I purchased some baby yukon golds from a grocery stores produce department.We really liked the flavor and texture of these.Can I plant them once they sprout eyes?

  1. Click to Upload a photo (10 MB limit)
  1. s
    soupkitten RE: davecrf May 4, 2010 12:04 PM

    if they are certified organic potatoes (or you know your farmer and know the potatoes are untreated) they are absolutely a good bet for planting. if a potato has more than one eye you can cut it into pieces (each piece with an eye) and plant them individually for better spacing on multiple plants.

    conventional potatoes that are intended for eating, however, will probably have been treated with growth inhibitors and preservatives. even if the conventional potato sprouts, it may not grow as well as an organic potato (or a conventionally grown potato that hasn't been treated, these are sold through nurseries as "seed potatoes").

    2 Replies
    1. re: soupkitten
      davecrf RE: soupkitten May 4, 2010 12:40 PM

      Thank you.

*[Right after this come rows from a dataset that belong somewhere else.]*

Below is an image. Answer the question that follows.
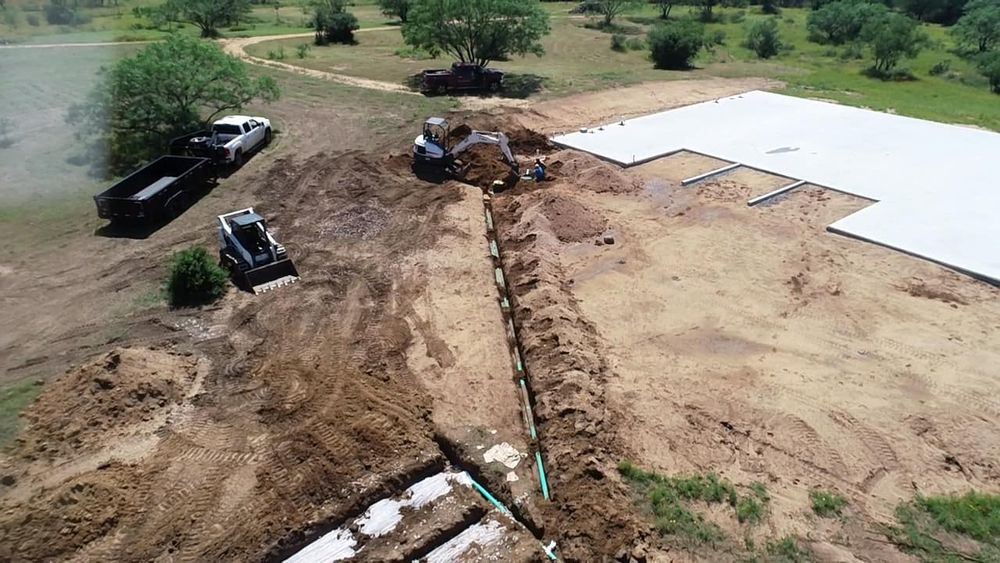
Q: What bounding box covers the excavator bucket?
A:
[243,258,299,295]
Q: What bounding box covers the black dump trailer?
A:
[94,155,214,225]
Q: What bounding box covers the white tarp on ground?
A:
[554,91,1000,282]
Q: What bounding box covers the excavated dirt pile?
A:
[494,190,648,561]
[0,152,468,561]
[18,348,196,458]
[545,150,642,193]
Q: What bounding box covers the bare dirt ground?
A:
[499,151,1000,561]
[7,71,984,561]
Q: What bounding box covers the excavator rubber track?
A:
[243,258,299,295]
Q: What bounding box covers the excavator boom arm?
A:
[449,131,517,169]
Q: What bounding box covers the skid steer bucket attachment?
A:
[243,258,299,295]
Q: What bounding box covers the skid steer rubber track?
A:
[243,258,299,295]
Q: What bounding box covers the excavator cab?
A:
[413,117,451,164]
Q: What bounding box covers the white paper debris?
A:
[483,442,521,469]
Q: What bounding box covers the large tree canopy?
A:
[67,34,279,173]
[168,0,250,37]
[954,0,1000,53]
[403,0,550,65]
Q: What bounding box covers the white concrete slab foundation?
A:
[553,91,1000,283]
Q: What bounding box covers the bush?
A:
[927,59,951,76]
[167,246,229,307]
[611,33,628,53]
[744,18,781,59]
[45,0,90,26]
[649,19,705,69]
[861,12,928,77]
[976,51,1000,94]
[806,0,889,45]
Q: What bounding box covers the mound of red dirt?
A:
[18,348,196,457]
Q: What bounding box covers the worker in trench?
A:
[531,158,545,182]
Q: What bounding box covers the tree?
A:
[378,0,410,23]
[745,18,781,59]
[313,0,359,45]
[650,0,676,20]
[403,0,550,66]
[597,0,639,26]
[167,0,250,37]
[977,51,1000,94]
[861,12,928,76]
[67,34,279,173]
[649,18,705,69]
[900,0,966,25]
[952,0,1000,53]
[806,0,889,45]
[694,0,719,23]
[167,246,229,307]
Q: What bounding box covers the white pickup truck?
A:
[170,115,271,168]
[212,115,271,167]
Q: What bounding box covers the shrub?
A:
[45,0,90,26]
[744,18,781,59]
[927,59,951,76]
[167,246,229,307]
[861,12,928,77]
[976,51,1000,94]
[648,19,705,69]
[809,489,847,518]
[611,33,627,53]
[806,0,888,45]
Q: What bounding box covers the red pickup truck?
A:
[420,63,503,94]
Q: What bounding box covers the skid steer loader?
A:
[219,207,299,294]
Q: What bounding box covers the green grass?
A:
[0,0,395,44]
[809,489,847,518]
[885,492,1000,563]
[0,379,42,447]
[618,461,767,546]
[250,3,1000,130]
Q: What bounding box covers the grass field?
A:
[0,0,392,44]
[249,3,1000,130]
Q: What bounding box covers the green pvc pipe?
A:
[535,452,549,500]
[465,471,510,514]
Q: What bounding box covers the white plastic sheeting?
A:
[285,471,472,563]
[554,91,1000,283]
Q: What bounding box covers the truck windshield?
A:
[212,123,243,135]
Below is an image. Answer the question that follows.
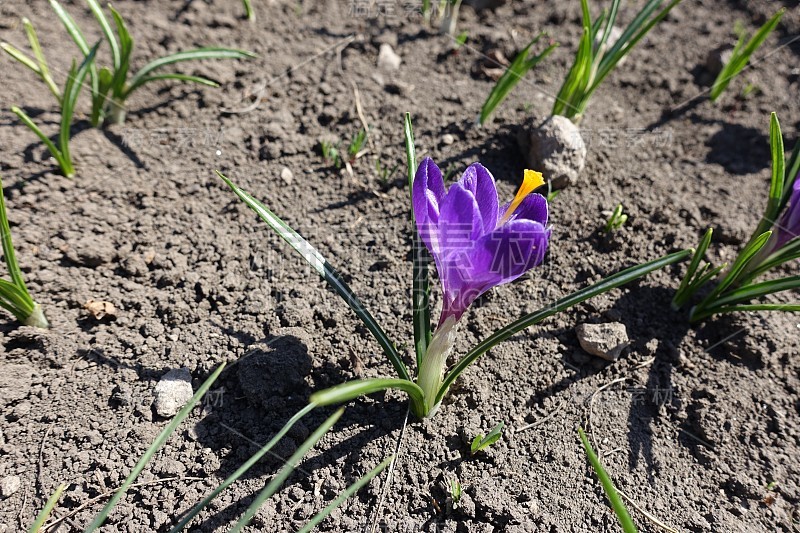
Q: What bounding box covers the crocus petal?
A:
[458,163,499,233]
[461,219,550,291]
[433,182,483,262]
[411,157,445,253]
[500,193,548,226]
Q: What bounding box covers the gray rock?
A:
[154,368,194,417]
[378,43,403,70]
[0,476,22,498]
[517,115,586,189]
[66,235,117,268]
[575,322,630,361]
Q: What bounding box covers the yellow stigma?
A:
[497,169,544,222]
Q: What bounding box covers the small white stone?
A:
[155,368,194,417]
[0,476,22,498]
[378,43,402,70]
[518,115,586,189]
[575,322,630,361]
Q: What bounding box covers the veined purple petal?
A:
[411,157,445,253]
[433,183,483,261]
[458,163,499,233]
[500,193,548,226]
[773,178,800,248]
[440,220,550,322]
[462,219,550,290]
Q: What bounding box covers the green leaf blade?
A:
[217,171,410,380]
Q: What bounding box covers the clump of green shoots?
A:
[469,422,504,455]
[39,0,255,127]
[29,363,394,533]
[0,177,49,328]
[709,8,786,102]
[603,204,628,233]
[0,17,62,105]
[672,113,800,322]
[11,43,100,178]
[552,0,681,122]
[478,33,558,124]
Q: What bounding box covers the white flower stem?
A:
[417,316,458,417]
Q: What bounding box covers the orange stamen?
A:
[497,169,544,226]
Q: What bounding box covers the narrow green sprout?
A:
[448,477,464,509]
[28,483,67,533]
[0,17,61,106]
[469,422,504,455]
[672,113,800,322]
[709,8,786,102]
[375,159,400,187]
[0,175,49,329]
[478,32,558,124]
[242,0,256,22]
[11,42,100,178]
[50,0,256,127]
[603,204,628,233]
[319,141,342,168]
[347,128,367,164]
[578,428,638,533]
[84,363,225,533]
[552,0,681,122]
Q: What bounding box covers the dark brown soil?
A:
[0,0,800,532]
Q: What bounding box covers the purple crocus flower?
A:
[412,158,550,326]
[769,176,800,250]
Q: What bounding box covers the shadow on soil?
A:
[187,335,407,530]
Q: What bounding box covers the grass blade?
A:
[28,483,67,533]
[242,0,256,22]
[709,276,800,311]
[124,47,257,98]
[478,33,558,124]
[125,74,219,96]
[86,0,121,70]
[84,363,225,533]
[403,113,431,368]
[297,455,394,533]
[692,231,772,315]
[672,228,714,310]
[22,17,61,104]
[709,8,786,102]
[217,171,411,380]
[433,249,692,405]
[690,303,800,322]
[170,403,317,533]
[578,428,638,533]
[230,409,344,533]
[0,42,42,72]
[308,378,424,407]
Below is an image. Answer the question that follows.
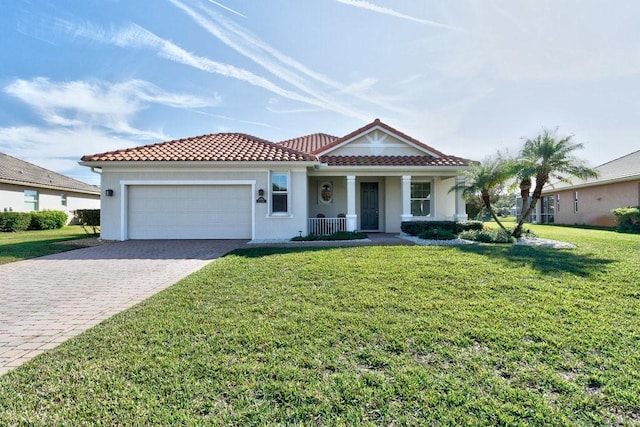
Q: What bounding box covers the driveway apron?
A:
[0,240,246,375]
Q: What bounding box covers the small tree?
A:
[449,153,512,231]
[511,129,598,237]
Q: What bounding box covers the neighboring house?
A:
[0,153,100,220]
[537,151,640,227]
[80,119,470,240]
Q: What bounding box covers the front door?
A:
[360,182,378,230]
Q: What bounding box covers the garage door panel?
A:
[128,185,252,239]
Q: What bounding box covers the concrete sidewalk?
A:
[0,240,246,375]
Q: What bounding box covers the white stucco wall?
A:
[434,177,456,220]
[384,176,402,233]
[100,163,308,240]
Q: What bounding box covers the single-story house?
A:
[537,151,640,227]
[80,119,470,240]
[0,153,100,220]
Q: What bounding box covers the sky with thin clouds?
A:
[0,0,640,184]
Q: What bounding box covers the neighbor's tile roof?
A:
[312,119,447,157]
[543,150,640,193]
[278,133,340,153]
[82,133,317,162]
[320,155,470,166]
[0,153,100,194]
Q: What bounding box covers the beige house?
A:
[537,151,640,227]
[80,120,469,240]
[0,153,100,220]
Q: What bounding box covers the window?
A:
[540,196,554,224]
[24,190,38,212]
[271,172,289,214]
[411,182,431,216]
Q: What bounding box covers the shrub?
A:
[29,211,69,230]
[611,206,640,233]
[418,228,458,240]
[74,209,100,234]
[400,221,483,236]
[291,231,369,242]
[460,229,516,243]
[0,212,31,231]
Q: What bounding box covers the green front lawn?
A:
[0,226,640,425]
[0,225,88,264]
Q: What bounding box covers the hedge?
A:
[611,206,640,233]
[74,209,100,234]
[0,212,31,232]
[0,211,68,232]
[418,228,458,240]
[400,221,484,236]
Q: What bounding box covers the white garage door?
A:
[128,185,252,239]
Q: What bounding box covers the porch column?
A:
[400,175,413,222]
[347,175,358,231]
[454,176,469,221]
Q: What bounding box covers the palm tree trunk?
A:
[511,176,549,238]
[519,178,531,220]
[482,190,508,233]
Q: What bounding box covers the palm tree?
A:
[512,129,598,237]
[449,153,511,232]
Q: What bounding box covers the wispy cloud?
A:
[58,17,378,120]
[170,0,409,120]
[202,0,246,18]
[4,77,220,139]
[336,0,463,31]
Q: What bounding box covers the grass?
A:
[0,225,93,264]
[0,226,640,425]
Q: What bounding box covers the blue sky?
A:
[0,0,640,184]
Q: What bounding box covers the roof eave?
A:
[78,160,320,168]
[542,174,640,194]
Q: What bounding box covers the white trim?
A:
[409,176,436,219]
[120,179,256,240]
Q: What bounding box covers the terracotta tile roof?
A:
[82,133,317,162]
[278,133,340,153]
[320,155,471,166]
[311,119,447,157]
[543,150,640,194]
[0,153,100,194]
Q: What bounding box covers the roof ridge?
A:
[81,132,317,162]
[0,152,100,193]
[595,150,640,169]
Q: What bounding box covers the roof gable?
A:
[82,133,317,162]
[313,119,447,157]
[0,153,100,194]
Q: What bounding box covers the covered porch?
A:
[307,173,467,235]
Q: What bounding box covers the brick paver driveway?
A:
[0,240,246,375]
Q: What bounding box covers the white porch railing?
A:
[307,218,348,236]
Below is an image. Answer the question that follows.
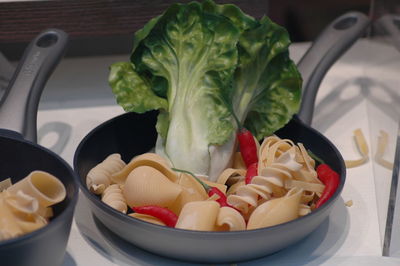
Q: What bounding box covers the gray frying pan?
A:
[74,12,369,263]
[0,29,79,266]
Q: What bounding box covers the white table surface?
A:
[32,40,400,266]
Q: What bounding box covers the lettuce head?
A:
[109,1,302,180]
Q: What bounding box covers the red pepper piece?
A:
[237,127,258,168]
[206,186,232,207]
[244,163,258,185]
[315,164,340,208]
[132,205,178,227]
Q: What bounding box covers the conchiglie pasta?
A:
[216,207,246,231]
[86,153,126,195]
[171,173,208,214]
[0,171,66,240]
[129,212,165,226]
[7,171,66,207]
[101,184,128,213]
[247,188,303,229]
[123,166,182,208]
[111,153,178,184]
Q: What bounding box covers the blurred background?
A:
[0,0,384,60]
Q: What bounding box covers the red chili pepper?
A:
[237,127,258,168]
[172,168,237,210]
[132,205,178,227]
[244,163,258,185]
[315,164,340,208]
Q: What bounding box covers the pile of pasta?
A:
[86,136,324,231]
[0,171,66,241]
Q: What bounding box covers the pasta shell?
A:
[171,173,208,214]
[216,207,246,231]
[5,190,39,214]
[123,166,182,207]
[7,171,66,207]
[111,153,178,184]
[175,201,219,231]
[0,193,22,240]
[101,184,128,213]
[86,153,125,194]
[247,188,303,230]
[128,212,166,226]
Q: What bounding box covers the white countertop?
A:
[33,40,400,266]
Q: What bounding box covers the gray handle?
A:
[377,14,400,52]
[0,29,68,142]
[298,12,370,125]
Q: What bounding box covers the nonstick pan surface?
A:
[74,12,369,263]
[0,29,79,266]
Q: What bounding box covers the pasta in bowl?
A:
[86,136,325,231]
[74,109,345,263]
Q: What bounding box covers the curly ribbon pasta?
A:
[216,207,246,231]
[101,184,128,213]
[227,136,302,214]
[86,153,126,195]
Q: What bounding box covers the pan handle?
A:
[298,12,370,125]
[0,29,68,143]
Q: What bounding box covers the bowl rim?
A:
[0,134,80,246]
[73,112,346,237]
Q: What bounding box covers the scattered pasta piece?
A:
[345,128,369,168]
[344,200,353,207]
[375,130,393,170]
[0,178,12,192]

They were organic.So I will give them a try!

      1. re: davecrf
        RosemaryHoney RE: davecrf May 7, 2010 01:12 PM

        Actually, not all certified organic potatoes can be used for planting. I learned this the hard way, when I got lovely, beautiful plants that didn't produce any fruit. Turns out [in the US anyway], potatoes can be "certified organic' even if grown from sterile stock. Another argument for using true seed potatoes is the controling of blight and other infections, which can be incredibly important if you plan to use your garden for more than one year.

    2. s
      Sherri RE: davecrf May 5, 2010 03:23 PM

      I used to grow potatoes that I bought at a "Health Food Store" many years ago, before oganics were available in the supermarket. Seed companies did not ship potatoes at the correct time of year for me to plant in Phoenix AZ and I never found a nursery carrying seed potatoes, so the HFS potatoes were my only choice. They were terrific. My other source were the culls from a potato farming operation, but most of those ended up on our plates because they were so tasty. You're going to love eating your own potatoes - freshly dug, it's a different vegetable.

      1. b
        Bottomless_Pit RE: davecrf May 5, 2010 05:15 PM

        I'm trying to sprout two supermarket sweet potatoes right now. I stabbed a bunch of toothpicks in the middle of my two sweet potatoes and put the root side down in a glass of water. No sprouts after 8 hours.

        1 Reply
        1. re: Bottomless_Pit
          harrie RE: Bottomless_Pit May 8, 2010 06:38 PM

          I'd be interested in how that comes out. We grow sweet potatoes, but from slips that we order.

        2. c
          CocoaNut RE: davecrf May 6, 2010 06:23 AM

          A little off topic, but I was shocked at the wonderful bell peppers that were produced last year from a non-organic grocery store bought bell pepper's seeds. Am try it again this year.

          1 Reply
          1. re: CocoaNut
            Bottomless_Pit RE: CocoaNut May 6, 2010 10:59 AM

            How'd you extract the seeds, I want to try that!

          2. j
            Jay D. RE: davecrf May 14, 2010 06:20 PM

            Ok first store potatoes are not the same as "Seed" potatoes. Seed potatoes have been aged properly so they are ready to produce. Store bought potatoes have not been stored in the dark for long enough. The term "seed potato" dose not mean it has been treated with any thing. Seek out a good source like territorial seeds.

            Have you heard of a potato tower? Google it there is a video on you tube, it is cheesy but you will get the idea. I am trying a potato tower for the first time this year. So far they plants are growing like crazy!